Malayalam: ml-puthiya, ml-pazhaya

Michael Everson everson at evertype.com
Fri Sep 9 12:51:31 CEST 2016


If these are going to be given subtags, a robust reference source for each orthography would be preferable. 


> On 26 Aug 2016, at 10:11, Santhosh Thottingal <santhosh.thottingal at gmail.com> wrote:
> 
> 
> 
> On Thu, Aug 25, 2016 at 7:11 PM Sascha Brawer <sascha at brawer.ch> wrote:
> According to my contact, this reform was a continuum; the Kerala government order of 1971 did not immediately affect the common practice. Instead, the transition from traditional to reformed has happened over the period of 20-30 years. There is a lot of variation in the specifics for any year one could pick in the last century.
> 
> Again according to my contact, there is a common overall understanding among Malayalam speakers that the orthography of the language has moved from ‘traditional’ to ‘reformed.’ However, my contact did not know of an authoritative reference that would describe this transition in more detail.
> 
> 
> This is true, there is no defnition or  authoritative reference about this differences. And that is my concern. Given a set of printed samples from say, todays news paper in Malayalam,  one cannot say this is 'new'(puthiya) or this is 'old'(pazhaya) [1]. The contemporary Malayalam usage is a mixed one. It borrows some reformation from 1971 order and some from the practices that existed before. 
> 
> The reason for mixed mode is because the main intention behind the 1971 reformation was to get Malayalam 'usable' with then type writers and composing machines[2]. As technology progressed and when these limitations vanished, nothing stopped people from using the types similar to what they will write using pen on paper.

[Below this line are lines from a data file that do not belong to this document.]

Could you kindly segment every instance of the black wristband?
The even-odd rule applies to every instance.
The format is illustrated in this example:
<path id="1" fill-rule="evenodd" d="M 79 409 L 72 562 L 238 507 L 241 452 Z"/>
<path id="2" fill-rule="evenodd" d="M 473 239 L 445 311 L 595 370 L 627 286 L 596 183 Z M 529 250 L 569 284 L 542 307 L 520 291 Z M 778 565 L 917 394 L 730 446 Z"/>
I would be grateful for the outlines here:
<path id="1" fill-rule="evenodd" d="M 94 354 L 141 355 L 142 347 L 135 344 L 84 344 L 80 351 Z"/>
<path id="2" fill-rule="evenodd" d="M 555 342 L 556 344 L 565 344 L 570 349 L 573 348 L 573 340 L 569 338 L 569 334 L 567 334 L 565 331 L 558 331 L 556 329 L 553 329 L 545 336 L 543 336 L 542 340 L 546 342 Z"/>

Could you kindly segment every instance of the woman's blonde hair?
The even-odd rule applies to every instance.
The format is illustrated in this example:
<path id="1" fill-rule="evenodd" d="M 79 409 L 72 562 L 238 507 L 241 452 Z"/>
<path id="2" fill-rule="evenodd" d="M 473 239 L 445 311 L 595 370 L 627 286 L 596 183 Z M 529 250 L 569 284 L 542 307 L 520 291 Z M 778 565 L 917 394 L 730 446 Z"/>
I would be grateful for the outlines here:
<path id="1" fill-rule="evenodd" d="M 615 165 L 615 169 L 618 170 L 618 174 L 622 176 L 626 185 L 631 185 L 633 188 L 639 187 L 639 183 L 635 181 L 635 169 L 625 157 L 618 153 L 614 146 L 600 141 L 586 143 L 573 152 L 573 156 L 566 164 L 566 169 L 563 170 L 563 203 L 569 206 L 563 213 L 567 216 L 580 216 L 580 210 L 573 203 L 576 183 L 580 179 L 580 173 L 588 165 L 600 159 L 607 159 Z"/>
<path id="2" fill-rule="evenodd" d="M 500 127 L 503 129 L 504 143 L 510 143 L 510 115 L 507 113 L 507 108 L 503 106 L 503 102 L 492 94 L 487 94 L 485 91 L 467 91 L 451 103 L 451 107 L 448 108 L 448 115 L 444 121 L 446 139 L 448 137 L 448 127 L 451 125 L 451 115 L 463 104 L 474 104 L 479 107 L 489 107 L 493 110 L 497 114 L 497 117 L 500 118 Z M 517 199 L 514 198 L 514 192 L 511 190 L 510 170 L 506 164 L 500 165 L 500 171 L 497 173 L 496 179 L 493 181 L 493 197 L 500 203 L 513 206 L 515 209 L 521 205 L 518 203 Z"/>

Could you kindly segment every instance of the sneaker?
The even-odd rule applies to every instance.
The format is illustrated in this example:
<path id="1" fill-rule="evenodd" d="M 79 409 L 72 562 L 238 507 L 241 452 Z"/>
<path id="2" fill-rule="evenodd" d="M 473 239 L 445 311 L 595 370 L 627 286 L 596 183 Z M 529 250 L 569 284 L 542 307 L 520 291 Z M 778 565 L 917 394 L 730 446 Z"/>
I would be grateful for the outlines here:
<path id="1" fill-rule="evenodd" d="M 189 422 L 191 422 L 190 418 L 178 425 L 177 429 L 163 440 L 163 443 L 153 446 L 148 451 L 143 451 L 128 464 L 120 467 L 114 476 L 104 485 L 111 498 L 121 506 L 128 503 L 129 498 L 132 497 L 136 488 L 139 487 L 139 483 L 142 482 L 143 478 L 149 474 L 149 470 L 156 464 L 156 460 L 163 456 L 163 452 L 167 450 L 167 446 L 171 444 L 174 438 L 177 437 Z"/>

The modern opentype technology completely removed this limitation and many modern and famous typefaces of Malayalam uses this 'old'/ml-pazhaya style[3].
> 
> So defining two variants ml-puthiya, ml-pazhaya without a clear way to distinguish one from another and having a wide range of ununamed variants exist, is concerning.  
> 
> - Santhosh Thottingal
> 
> [1]. Here is  printed copies of two news papers from today:  Mathrubhumi, Malayala manorama, The first one follows mainly one concept from reformation split u sign(ു) while the second follows another subset of ideas from reformation.
> [2] http://www.unicode.org/L2/L2008/08039-kerala-order.pdf  First paragraph
> [3] For example, fonts like Meera, Rachana, AnjaliOldLipi, Dyuthi, Manjari, Chilanka, Karumpi, Keraleeyam, Uroob all follows the style that existed before 1971 reformation.